You can refer to Azure Well-Architected Framework for more detailed guidance on cost optimization for AKS.
- Azure Log analytics
- Consider using the Commitment Tiers pricing model to the Log Analytics workspace. Commitment Tiers enable saving as much as 30% compared to Pay-As-You-Go pricing but Commitment Tiers start at 100 GB/day.
- Set up data retention policies to delete old data you no longer need and keep data ingestion and storage under control.
- Only ingest the data you need and filter it by source or type to reduce data ingestion and storage costs.
- Instead of ingesting all data, use sampling to ingest a subset of data and reduce costs while still providing useful insights.

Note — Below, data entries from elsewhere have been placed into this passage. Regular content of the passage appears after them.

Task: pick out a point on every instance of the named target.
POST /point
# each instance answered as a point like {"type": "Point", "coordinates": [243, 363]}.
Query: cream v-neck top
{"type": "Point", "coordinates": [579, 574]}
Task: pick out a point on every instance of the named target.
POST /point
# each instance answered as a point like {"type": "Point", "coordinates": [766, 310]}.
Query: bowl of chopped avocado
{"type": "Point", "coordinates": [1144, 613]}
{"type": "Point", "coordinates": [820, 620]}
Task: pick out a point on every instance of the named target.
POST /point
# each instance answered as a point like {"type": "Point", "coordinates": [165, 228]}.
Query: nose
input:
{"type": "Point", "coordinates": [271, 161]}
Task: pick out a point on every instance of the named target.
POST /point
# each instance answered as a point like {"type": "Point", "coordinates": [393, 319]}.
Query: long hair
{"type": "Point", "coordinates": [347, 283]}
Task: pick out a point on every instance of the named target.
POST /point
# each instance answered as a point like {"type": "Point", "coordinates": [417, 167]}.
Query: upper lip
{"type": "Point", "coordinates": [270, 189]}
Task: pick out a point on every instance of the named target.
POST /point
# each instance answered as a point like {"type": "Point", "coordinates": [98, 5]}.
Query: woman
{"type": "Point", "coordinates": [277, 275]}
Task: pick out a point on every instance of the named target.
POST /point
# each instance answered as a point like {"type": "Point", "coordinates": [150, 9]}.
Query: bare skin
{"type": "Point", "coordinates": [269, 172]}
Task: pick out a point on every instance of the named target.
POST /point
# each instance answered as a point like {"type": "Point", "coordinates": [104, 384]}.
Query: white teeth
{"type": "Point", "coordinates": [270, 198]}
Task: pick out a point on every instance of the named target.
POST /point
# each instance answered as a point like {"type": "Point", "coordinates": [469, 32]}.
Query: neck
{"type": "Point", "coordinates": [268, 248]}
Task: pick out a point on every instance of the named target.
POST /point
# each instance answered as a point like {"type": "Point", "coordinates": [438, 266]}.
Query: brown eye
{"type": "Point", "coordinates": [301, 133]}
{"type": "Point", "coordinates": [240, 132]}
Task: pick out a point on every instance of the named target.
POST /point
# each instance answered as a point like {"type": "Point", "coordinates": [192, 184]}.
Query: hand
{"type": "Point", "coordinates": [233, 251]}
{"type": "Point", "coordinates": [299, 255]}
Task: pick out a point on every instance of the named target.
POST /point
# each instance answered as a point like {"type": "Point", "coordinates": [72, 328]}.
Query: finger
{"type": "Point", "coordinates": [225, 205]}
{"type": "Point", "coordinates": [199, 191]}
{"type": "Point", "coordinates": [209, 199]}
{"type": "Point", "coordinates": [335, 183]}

- Compress data before ingesting it into Log Analytics to reduce storage costs by up to 50%.
- Use Azure Data Explorer - Storing logs in Azure Data Explorer reduces costs while retaining your ability to query your data and it is especially useful as your data grows.
- Azure Functions
- Use the serverless consumption plan to scale automatically based on incoming requests and pay only for the compute resources utilized.
- Consider Savings plan when using Premium Plan for Functions.
- Reduce execution time and resource usage by optimizing your function code.
- Use caching to reduce requests to external services and improve performance, reducing costs.
- Reduce function executions and unnecessary processing with efficient triggers.
- Azure Monitor
- Use data sampling to reduce data ingestion and storage costs while still providing valuable insights.
- Set up data retention policies to delete old data you no longer need and keep data ingestion and storage under control.
- Optimize queries to reduce data processing costs and improve query performance.
- Use log profiles to selectively ingest logs and metrics based on custom filters to reduce ingestion costs.
- Use alerts judiciously to avoid unnecessary alerts and reduce alerting costs.
- Azure Cognitive Search
- Choose the right service tier that meets your requirements and budget.
- Create resources in the same region to minimize or cut bandwidth charges.
- Optimize search index size by removing unnecessary fields and compressing text data.
- Use Azure Blob Storage to store and index data to save costs.
- Utilize features such as indexer scheduling, query performance optimization, and autoscaling to further optimize costs.
Optimizing your cloud costs is a crucial part of your overall cloud strategy, and the above most used Azure services listed in this blog are commonly used services to focus on when seeking cost savings. By implementing the cost-saving measures we've discussed above, you can reduce your Azure bill while maintaining elevated performance and reliability.